Re: [sqlite] light weight write barriers

From: Vladislav Bolkhovitin
Date: Tue Oct 23 2012 - 15:53:07 EST


æèç Yang Su Li, on 10/11/2012 12:32 PM wrote:
I am not quite whether I should ask this question here, but in terms
of light weight barrier/fsync, could anyone tell me why the device
driver / OS provide the barrier interface other than some other
abstractions anyway? I am sorry if this sounds like a stupid questions
or it has been discussed before....

I mean, most of the time, we only need some ordering in writes; not
complete order, but partial,very simple topological order. And a
barrier seems to be a heavy weighted solution to achieve this anyway:
you have to finish all writes before the barrier, then start all
writes issued after the barrier. That is some ordering which is much
stronger than what we need, isn't it?

As most of the time the order we need do not involve too many blocks
(certainly a lot less than all the cached blocks in the system or in
the disk's cache), that topological order isn't likely to be very
complicated, and I image it could be implemented efficiently in a
modern device, which already has complicated caching/garbage
collection/whatever going on internally. Particularly, it seems not
too hard to be implemented on top of SCSI's ordered/simple task mode?

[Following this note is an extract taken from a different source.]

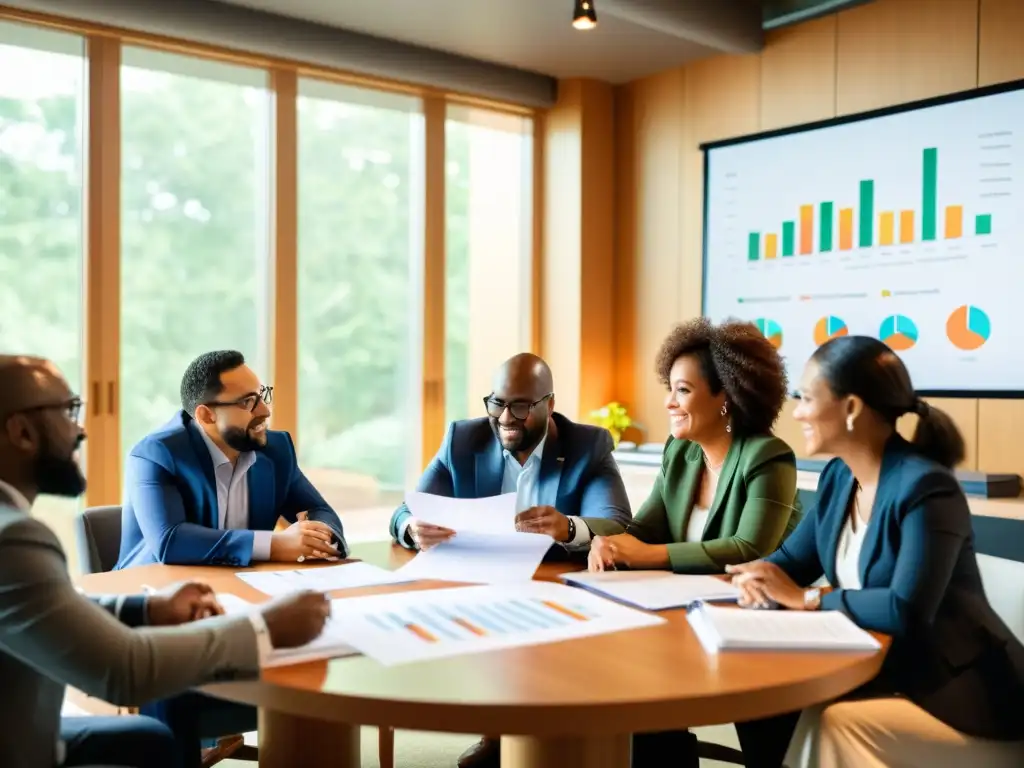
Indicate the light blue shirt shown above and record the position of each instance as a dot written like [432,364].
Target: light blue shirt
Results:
[232,495]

Yes, SCSI has full support for ordered/simple commands designed exactly for that task: to have steady flow of commands even in case when some of them are ordered. It also has necessary facilities to handle commands errors without unexpected reorders of their subsequent commands (ACA, etc.). Those allow to get full storage performance by fully "fill the pipe", using networking terms. I can easily imaging real life configs, where it can bring 2+ times more performance, than with queue flushing.

In fact, AFAIK, AIX requires from storage to support ordered commands and ACA.

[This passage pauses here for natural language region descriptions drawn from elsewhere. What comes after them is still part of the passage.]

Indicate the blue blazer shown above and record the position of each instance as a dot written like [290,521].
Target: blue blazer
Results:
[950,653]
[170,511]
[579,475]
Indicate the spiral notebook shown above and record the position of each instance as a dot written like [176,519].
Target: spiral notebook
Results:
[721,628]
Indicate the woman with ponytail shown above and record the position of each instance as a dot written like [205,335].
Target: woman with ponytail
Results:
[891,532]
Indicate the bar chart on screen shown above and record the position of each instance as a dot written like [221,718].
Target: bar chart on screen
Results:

Implementation should be relatively easy as well, because all transports naturally have link as the point of serialization, so all you need in multithreaded environment is to pass some SN from the point when each ORDERED command created to the point when it sent to the link and make sure that no SIMPLE commands can ever cross ORDERED commands. You can see how it is implemented in SCST in an elegant and lockless manner (for SIMPLE commands).

But historically for some reason Linux storage developers were stuck with "barriers" concept, which is obviously not the same as ORDERED commands, hence had a lot troubles with their ambiguous semantic. As far as I can tell the reason of that was some lack of sufficiently deep SCSI understanding (how to handle errors, believe that ACA is something legacy from parallel SCSI times, etc.).

Hopefully, eventually the storage developers will realize the value behind ordered commands and learn corresponding SCSI facilities to deal with them. It's quite easy to demonstrate this value, if you know where to look at and not blindly refusing such possibility. I have already tried to explain it a couple of times, but was not successful.

Before that happens, people will keep returning again and again with those simple questions: why the queue must be flushed for any ordered operation? Isn't is an obvious overkill?